I cut out a size 6 across the chest and then graded down to a size 4 for the waist and the hips. Unfortunately I ended up having to make some adjustments after I cut out my pattern pieces. I tried it on quickly after I sewed up the side seams and realized it was fitting tightly across the bust. I'm not sure if this was a pattern problem or if this was because the cotton material I was using had no stretch at all. I ended up just changing the seam allowance on the side seams from 1/2 inch to 1/4 inch. The armsyce (area around the armpit) was also a little bit tight so i cut it a little bit lower.

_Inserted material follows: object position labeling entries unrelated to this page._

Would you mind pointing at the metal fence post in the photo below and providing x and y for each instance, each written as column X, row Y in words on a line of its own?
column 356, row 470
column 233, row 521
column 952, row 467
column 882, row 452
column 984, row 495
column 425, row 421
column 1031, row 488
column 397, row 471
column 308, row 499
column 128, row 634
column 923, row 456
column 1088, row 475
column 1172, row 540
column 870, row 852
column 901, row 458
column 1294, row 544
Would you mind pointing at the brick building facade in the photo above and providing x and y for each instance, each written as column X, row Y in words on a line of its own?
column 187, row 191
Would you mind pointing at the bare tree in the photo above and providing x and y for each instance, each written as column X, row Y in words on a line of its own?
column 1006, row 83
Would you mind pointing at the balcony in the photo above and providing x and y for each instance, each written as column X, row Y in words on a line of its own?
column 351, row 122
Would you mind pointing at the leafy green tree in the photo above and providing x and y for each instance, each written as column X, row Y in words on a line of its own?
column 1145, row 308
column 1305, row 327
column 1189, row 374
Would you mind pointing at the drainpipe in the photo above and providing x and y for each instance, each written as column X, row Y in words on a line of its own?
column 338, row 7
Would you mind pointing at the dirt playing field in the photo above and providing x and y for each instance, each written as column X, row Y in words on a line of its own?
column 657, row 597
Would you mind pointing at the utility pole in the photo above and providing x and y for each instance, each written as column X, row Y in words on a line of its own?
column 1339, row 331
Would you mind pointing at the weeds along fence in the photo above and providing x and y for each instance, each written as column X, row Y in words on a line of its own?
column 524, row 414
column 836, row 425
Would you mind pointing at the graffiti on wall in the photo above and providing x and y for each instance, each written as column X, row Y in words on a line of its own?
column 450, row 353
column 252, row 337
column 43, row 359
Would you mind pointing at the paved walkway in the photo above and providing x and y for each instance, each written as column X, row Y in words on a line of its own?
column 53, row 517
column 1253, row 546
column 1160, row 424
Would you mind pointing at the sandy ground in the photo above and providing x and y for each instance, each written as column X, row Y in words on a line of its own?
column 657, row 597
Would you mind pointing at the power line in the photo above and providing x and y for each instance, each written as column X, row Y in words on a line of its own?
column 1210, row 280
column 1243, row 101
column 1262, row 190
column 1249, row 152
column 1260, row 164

I was also a bit confused by where to put the darts. There were two dart points and I ended up choosing the lower and longer of the two. I think I'd definitely make this pattern again, but I'd cut a size 8 across the top, and I'd lengthen the front by about 2 inches. The material on this shirt ended up being a bit stiff even if it was cotton and so I think I'd use a more drapey fabric next time to get a more flowy look.

Saturday, June 7, 2014

Cake Patterns Espresso Leggings

 
Pattern: Espresso Leggings - Cake Patterns  
Fabric: Ponte DeRoma (poly/rayon/spandex) & a spandex blend both from Colorado Fabrics

Hey everyone, I haven't posted in awhile because I was out of town. Before I left I managed to get a ton of things sewn, like the two pairs of leggings above, but I didn't have time to post all of the makes until now. I love leggings, mainly for lounging and working out in and one of the two pairs I have was getting pretty worn out. I remembered seeing a post awhile back on Dixie's blog about a legging pattern that she had used and really liked due to the fact that you use your exact measurements to get a perfectly fitting pair! Sold. I had previously taken a trip down to Colorado Fabrics in Denver which is an amazing fabric store. The place is huge and they have all of these discount tables in the back with different amounts of pre-cut fabric in varying amounts. The only downside to shopping from these tables is that the type of fabric is rarely listed on the tags. That being said I was very careful when looking for fabric, I knew I wanted to be working with a very stretchy material like spandex, but I didn't want it to be see-through when stretched. I had to stop myself from bankrupting myself and so I just grabbed these two fabrics for now, and I plan on making many more leggings in the future because I really liked this pattern especially after I worked out a few kinks.